Born 1971 in Berlin (Germany)
Lives and works in Leipzig and Berlin (Germany)

For many years the world’s cities and metropolises have experienced an enormous influx of people, for many unexpected in its dimensions. Existential reasons are often the reason people move to cities: war and displacement, economic hardships or a lack of prospects in the countryside. Cities symbolize the hope for better working and living conditions. They stand for variety and cultural density, for different lifestyles and not least for better working opportunities. Already in the 1950s and 60s, major European cities had to respond to large numbers of immigrants. In the spirit of modernity and the Neues Bauen (New Building) movement, housing estates with high-rises and green areas emerged, their preferred location on the outskirts of cities. What were intended as points of departure into a new age have become in many places flashpoints with high crime rates. The artist Peggy Buth is interested in these connections. Her video work makes impressively visible the failed utopias of bygone days. Yet the challenges of those times are still highly topical and controversial today.

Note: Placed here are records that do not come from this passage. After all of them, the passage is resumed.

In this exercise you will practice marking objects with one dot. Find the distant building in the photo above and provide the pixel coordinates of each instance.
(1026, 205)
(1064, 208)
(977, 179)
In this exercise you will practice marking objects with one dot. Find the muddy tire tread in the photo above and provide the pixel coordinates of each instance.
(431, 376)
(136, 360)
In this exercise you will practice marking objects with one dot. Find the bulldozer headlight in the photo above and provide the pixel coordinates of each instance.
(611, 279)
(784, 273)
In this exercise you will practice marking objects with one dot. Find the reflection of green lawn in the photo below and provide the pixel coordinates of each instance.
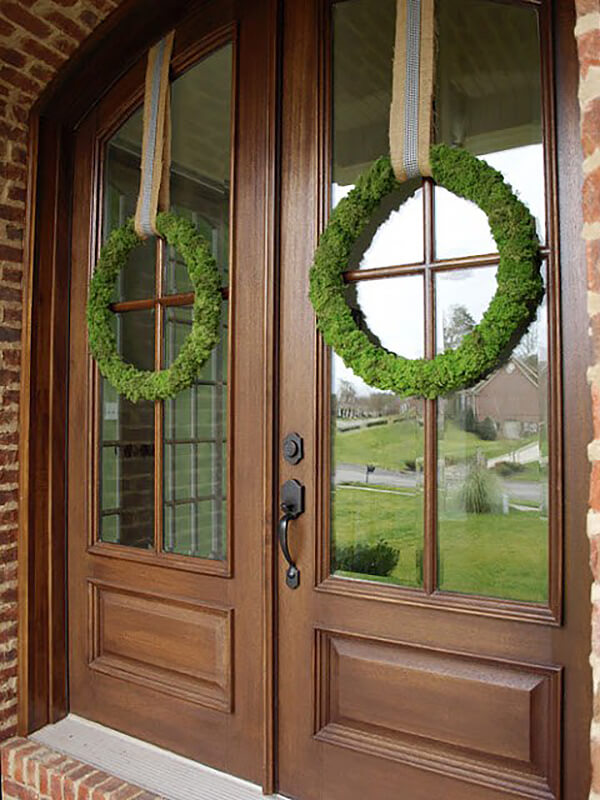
(389, 446)
(490, 554)
(529, 472)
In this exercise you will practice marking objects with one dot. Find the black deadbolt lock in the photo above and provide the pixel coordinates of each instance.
(293, 448)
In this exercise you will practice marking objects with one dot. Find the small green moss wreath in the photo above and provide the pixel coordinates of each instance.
(513, 307)
(134, 383)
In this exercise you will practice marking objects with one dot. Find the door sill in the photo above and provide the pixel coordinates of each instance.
(158, 771)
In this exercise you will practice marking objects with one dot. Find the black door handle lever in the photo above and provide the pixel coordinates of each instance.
(292, 505)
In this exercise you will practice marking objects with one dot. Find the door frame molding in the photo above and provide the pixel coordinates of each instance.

Demolition Flats depicts the demolition of residential blocks in a Parisian suburb, where in the 1960s, in particular North African migrants found a new home. In the large housing estate “La Cité des Quatre Mille” (“the City of Four Thousand") in the community La Courneuve, social unrest was common and even major riots took place. The reputation of the neighbourhood suffered and the people living there had to give up their homes to make way for new development plans after the turn of the millennium. With her video footage of the detonations, accompanied by a noisy, distorted, almost pain-inducing soundtrack, Peggy Buth portrays an impressive symbol of failure. Failed city planning, inadequate integration and social repression are not the only themes here. In the video sequences, people who are likely former residents can be seen among the onlookers. They observe the buildings being demolished, the city losing a part of its history. Their personal memories, life dreams and hopes are also disappearing amongst the rubble. Peggy Buth shines light upon the fundamental changes that cities and societies undergo without adding any further comment or judgement. But who shapes these developments and what do they mean for the future and for the nature of social interaction?